Three weeks ago, I was involved in discussions with fellow presidents from more than 200 state colleges and universities trying to find solutions to this country’s decline in college-educated professionals in the science, technology, engineering and mathematics (STEM) fields. This shortage exists at the same time there is a growing need for a highly educated workforce to drive the economic recovery.
In a few days, Bloomsburg University will be doing its part to remedy this trend by ushering more than 650 well-rounded, highly educated graduates into these and other job markets. Many will enter the areas we presidents discussed at the annual meeting of the American Association of State College and Universities (AASCU).
One hundred sixty-five students will receive master’s degrees during graduate commencement Friday, Dec. 17, and 500 bachelor’s degrees will be conferred during two undergraduate commencement ceremonies Saturday, Dec. 18.
Graduation is a wonderful reminder of why we’re here: developing young adults into responsible citizens and preparing them to be leaders in their chosen field.
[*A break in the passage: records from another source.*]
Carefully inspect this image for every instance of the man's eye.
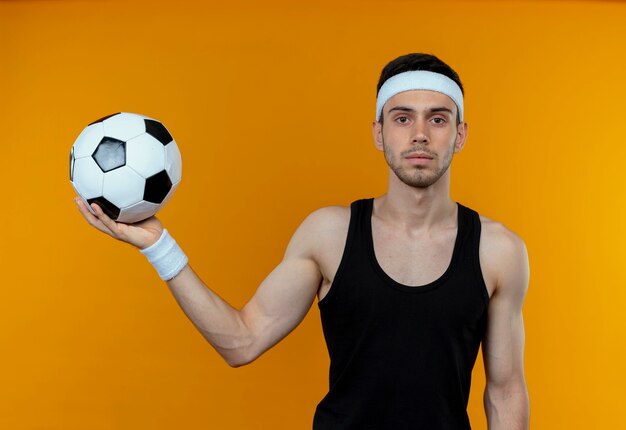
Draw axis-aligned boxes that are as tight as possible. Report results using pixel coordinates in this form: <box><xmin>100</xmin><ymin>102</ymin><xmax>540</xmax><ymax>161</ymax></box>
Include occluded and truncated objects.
<box><xmin>432</xmin><ymin>117</ymin><xmax>446</xmax><ymax>124</ymax></box>
<box><xmin>395</xmin><ymin>116</ymin><xmax>409</xmax><ymax>124</ymax></box>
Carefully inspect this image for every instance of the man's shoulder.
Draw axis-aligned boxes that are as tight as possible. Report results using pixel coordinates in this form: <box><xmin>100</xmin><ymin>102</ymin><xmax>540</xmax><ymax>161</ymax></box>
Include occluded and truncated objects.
<box><xmin>477</xmin><ymin>212</ymin><xmax>526</xmax><ymax>255</ymax></box>
<box><xmin>301</xmin><ymin>204</ymin><xmax>352</xmax><ymax>234</ymax></box>
<box><xmin>286</xmin><ymin>204</ymin><xmax>351</xmax><ymax>263</ymax></box>
<box><xmin>476</xmin><ymin>212</ymin><xmax>529</xmax><ymax>295</ymax></box>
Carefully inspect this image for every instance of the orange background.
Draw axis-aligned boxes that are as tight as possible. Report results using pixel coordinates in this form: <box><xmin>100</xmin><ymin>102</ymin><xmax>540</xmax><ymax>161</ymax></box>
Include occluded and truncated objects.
<box><xmin>1</xmin><ymin>0</ymin><xmax>625</xmax><ymax>428</ymax></box>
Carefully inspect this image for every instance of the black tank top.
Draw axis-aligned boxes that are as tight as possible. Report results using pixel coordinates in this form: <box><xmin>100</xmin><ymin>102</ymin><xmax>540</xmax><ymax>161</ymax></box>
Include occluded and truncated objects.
<box><xmin>313</xmin><ymin>198</ymin><xmax>490</xmax><ymax>429</ymax></box>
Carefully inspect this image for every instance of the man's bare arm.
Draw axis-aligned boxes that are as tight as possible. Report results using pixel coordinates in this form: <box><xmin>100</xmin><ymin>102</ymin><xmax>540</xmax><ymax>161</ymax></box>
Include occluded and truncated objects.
<box><xmin>166</xmin><ymin>212</ymin><xmax>325</xmax><ymax>367</ymax></box>
<box><xmin>76</xmin><ymin>198</ymin><xmax>327</xmax><ymax>367</ymax></box>
<box><xmin>482</xmin><ymin>225</ymin><xmax>530</xmax><ymax>430</ymax></box>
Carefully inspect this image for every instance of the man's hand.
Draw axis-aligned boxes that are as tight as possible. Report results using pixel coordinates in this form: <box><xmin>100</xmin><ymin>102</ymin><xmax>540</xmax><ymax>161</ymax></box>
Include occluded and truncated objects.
<box><xmin>74</xmin><ymin>197</ymin><xmax>163</xmax><ymax>249</ymax></box>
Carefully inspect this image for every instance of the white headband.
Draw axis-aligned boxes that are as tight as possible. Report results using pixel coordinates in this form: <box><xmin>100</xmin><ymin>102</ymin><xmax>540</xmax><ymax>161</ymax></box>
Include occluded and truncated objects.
<box><xmin>376</xmin><ymin>70</ymin><xmax>464</xmax><ymax>122</ymax></box>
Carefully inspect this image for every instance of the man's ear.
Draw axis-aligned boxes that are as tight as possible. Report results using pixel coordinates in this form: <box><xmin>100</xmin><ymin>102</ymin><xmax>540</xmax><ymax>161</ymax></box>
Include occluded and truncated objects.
<box><xmin>454</xmin><ymin>122</ymin><xmax>468</xmax><ymax>153</ymax></box>
<box><xmin>372</xmin><ymin>120</ymin><xmax>383</xmax><ymax>151</ymax></box>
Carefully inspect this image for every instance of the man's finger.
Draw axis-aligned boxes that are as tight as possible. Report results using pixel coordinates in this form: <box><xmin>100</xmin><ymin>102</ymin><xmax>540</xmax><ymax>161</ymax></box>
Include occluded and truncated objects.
<box><xmin>90</xmin><ymin>202</ymin><xmax>125</xmax><ymax>239</ymax></box>
<box><xmin>74</xmin><ymin>198</ymin><xmax>115</xmax><ymax>236</ymax></box>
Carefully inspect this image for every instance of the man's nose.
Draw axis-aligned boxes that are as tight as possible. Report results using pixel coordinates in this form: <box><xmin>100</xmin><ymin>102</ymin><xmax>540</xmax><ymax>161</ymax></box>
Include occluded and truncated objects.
<box><xmin>411</xmin><ymin>119</ymin><xmax>429</xmax><ymax>144</ymax></box>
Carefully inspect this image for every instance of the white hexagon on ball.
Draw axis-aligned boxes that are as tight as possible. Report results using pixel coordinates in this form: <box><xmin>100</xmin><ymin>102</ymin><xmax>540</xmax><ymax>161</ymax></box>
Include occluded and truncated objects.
<box><xmin>73</xmin><ymin>122</ymin><xmax>105</xmax><ymax>159</ymax></box>
<box><xmin>72</xmin><ymin>157</ymin><xmax>104</xmax><ymax>199</ymax></box>
<box><xmin>118</xmin><ymin>201</ymin><xmax>161</xmax><ymax>224</ymax></box>
<box><xmin>102</xmin><ymin>166</ymin><xmax>145</xmax><ymax>209</ymax></box>
<box><xmin>102</xmin><ymin>112</ymin><xmax>146</xmax><ymax>142</ymax></box>
<box><xmin>126</xmin><ymin>133</ymin><xmax>166</xmax><ymax>179</ymax></box>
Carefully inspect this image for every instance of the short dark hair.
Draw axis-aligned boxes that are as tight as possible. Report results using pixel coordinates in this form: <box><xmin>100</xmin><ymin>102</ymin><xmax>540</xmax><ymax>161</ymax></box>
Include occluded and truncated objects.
<box><xmin>377</xmin><ymin>53</ymin><xmax>464</xmax><ymax>125</ymax></box>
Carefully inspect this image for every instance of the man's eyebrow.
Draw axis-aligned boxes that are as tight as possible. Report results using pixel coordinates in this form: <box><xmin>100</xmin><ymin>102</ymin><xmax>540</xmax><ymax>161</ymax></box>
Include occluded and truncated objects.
<box><xmin>428</xmin><ymin>106</ymin><xmax>455</xmax><ymax>116</ymax></box>
<box><xmin>387</xmin><ymin>105</ymin><xmax>455</xmax><ymax>116</ymax></box>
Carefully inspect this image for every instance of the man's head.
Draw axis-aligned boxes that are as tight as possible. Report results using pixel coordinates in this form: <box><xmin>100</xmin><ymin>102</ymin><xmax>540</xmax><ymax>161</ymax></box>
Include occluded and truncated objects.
<box><xmin>373</xmin><ymin>53</ymin><xmax>468</xmax><ymax>189</ymax></box>
<box><xmin>376</xmin><ymin>53</ymin><xmax>464</xmax><ymax>126</ymax></box>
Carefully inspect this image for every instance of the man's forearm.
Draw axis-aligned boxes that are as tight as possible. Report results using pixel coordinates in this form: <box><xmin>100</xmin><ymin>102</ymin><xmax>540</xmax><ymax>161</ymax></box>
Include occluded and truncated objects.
<box><xmin>484</xmin><ymin>382</ymin><xmax>530</xmax><ymax>430</ymax></box>
<box><xmin>166</xmin><ymin>264</ymin><xmax>254</xmax><ymax>367</ymax></box>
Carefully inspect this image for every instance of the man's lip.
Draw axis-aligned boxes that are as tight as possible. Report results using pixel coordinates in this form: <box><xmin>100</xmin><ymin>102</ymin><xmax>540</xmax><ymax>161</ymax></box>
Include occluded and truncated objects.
<box><xmin>405</xmin><ymin>154</ymin><xmax>433</xmax><ymax>159</ymax></box>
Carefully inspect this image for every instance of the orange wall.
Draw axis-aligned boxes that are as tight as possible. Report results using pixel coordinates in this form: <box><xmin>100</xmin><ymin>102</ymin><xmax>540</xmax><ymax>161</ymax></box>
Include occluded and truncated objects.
<box><xmin>1</xmin><ymin>0</ymin><xmax>625</xmax><ymax>428</ymax></box>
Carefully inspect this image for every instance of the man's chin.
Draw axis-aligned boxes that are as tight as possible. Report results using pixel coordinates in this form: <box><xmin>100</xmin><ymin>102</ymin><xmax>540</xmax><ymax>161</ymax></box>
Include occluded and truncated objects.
<box><xmin>397</xmin><ymin>174</ymin><xmax>439</xmax><ymax>189</ymax></box>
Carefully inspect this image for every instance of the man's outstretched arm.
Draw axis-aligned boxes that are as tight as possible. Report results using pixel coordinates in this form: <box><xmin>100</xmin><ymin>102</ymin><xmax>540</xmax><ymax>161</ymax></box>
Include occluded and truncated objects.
<box><xmin>75</xmin><ymin>198</ymin><xmax>325</xmax><ymax>367</ymax></box>
<box><xmin>482</xmin><ymin>226</ymin><xmax>530</xmax><ymax>430</ymax></box>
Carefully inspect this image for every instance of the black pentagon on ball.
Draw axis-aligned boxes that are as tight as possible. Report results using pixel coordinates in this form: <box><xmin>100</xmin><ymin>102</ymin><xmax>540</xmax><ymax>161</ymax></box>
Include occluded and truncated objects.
<box><xmin>145</xmin><ymin>119</ymin><xmax>173</xmax><ymax>145</ymax></box>
<box><xmin>88</xmin><ymin>112</ymin><xmax>121</xmax><ymax>126</ymax></box>
<box><xmin>144</xmin><ymin>170</ymin><xmax>172</xmax><ymax>204</ymax></box>
<box><xmin>87</xmin><ymin>197</ymin><xmax>121</xmax><ymax>220</ymax></box>
<box><xmin>92</xmin><ymin>137</ymin><xmax>126</xmax><ymax>173</ymax></box>
<box><xmin>70</xmin><ymin>147</ymin><xmax>75</xmax><ymax>181</ymax></box>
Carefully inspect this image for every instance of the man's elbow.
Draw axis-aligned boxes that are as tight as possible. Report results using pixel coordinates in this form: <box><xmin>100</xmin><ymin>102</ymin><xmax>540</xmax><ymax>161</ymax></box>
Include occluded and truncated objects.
<box><xmin>484</xmin><ymin>385</ymin><xmax>530</xmax><ymax>429</ymax></box>
<box><xmin>486</xmin><ymin>377</ymin><xmax>528</xmax><ymax>400</ymax></box>
<box><xmin>226</xmin><ymin>359</ymin><xmax>247</xmax><ymax>368</ymax></box>
<box><xmin>225</xmin><ymin>353</ymin><xmax>255</xmax><ymax>368</ymax></box>
<box><xmin>218</xmin><ymin>319</ymin><xmax>260</xmax><ymax>368</ymax></box>
<box><xmin>220</xmin><ymin>312</ymin><xmax>271</xmax><ymax>368</ymax></box>
<box><xmin>484</xmin><ymin>379</ymin><xmax>530</xmax><ymax>425</ymax></box>
<box><xmin>223</xmin><ymin>344</ymin><xmax>262</xmax><ymax>368</ymax></box>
With pride, I will shake hands with the December graduates -- 170 more than last December. It’s a confirmation we’re doing our job as a higher education institution … and doing it well.
This weekend’s ceremonies will also remind me of the many challenges we face as a public university. A key focus of the AASCU annual meeting was identifying methods to make sure we continue to achieve academic excellence while ensuring fiscal sustainability. This is becoming more challenging each year.
Pennsylvania and virtually every other state government is decreasing funding to public higher education, making it increasingly difficult for many citizens to obtain a college degree at a reasonable cost. John C. Cavanaugh, the chancellor of the Pennsylvania State System of Higher Education, attended the AASCU meeting, as well as presidents of several fellow PASSHE universities. Being together and away from our campuses gave us some time for informal discussions of the financial and public policy issues we face as public universities in Pennsylvania.
It’s always a pleasure to reunite with colleagues from around the country who are serving as public university presidents, as I did at the AASCU meeting. One old friend who was a dean with me at Cal State Los Angeles in the mid-1990s is the president of SUNY Cobleskill. Another, who is president of Northeastern Oklahoma University, was part of the group I participated in that founded the AASCU American Democracy Project. We have all dedicated our careers to the fostering and enhancement of public higher education and continue to work together to educate more Americans at an affordable cost.
I’ll again see the fruits of our mission this weekend as I look across the stage to the many friends and family who will be immensely proud of their newly minted graduate. Some families will be greeting their first-ever college graduate. Those moments are a great beginning to the holidays!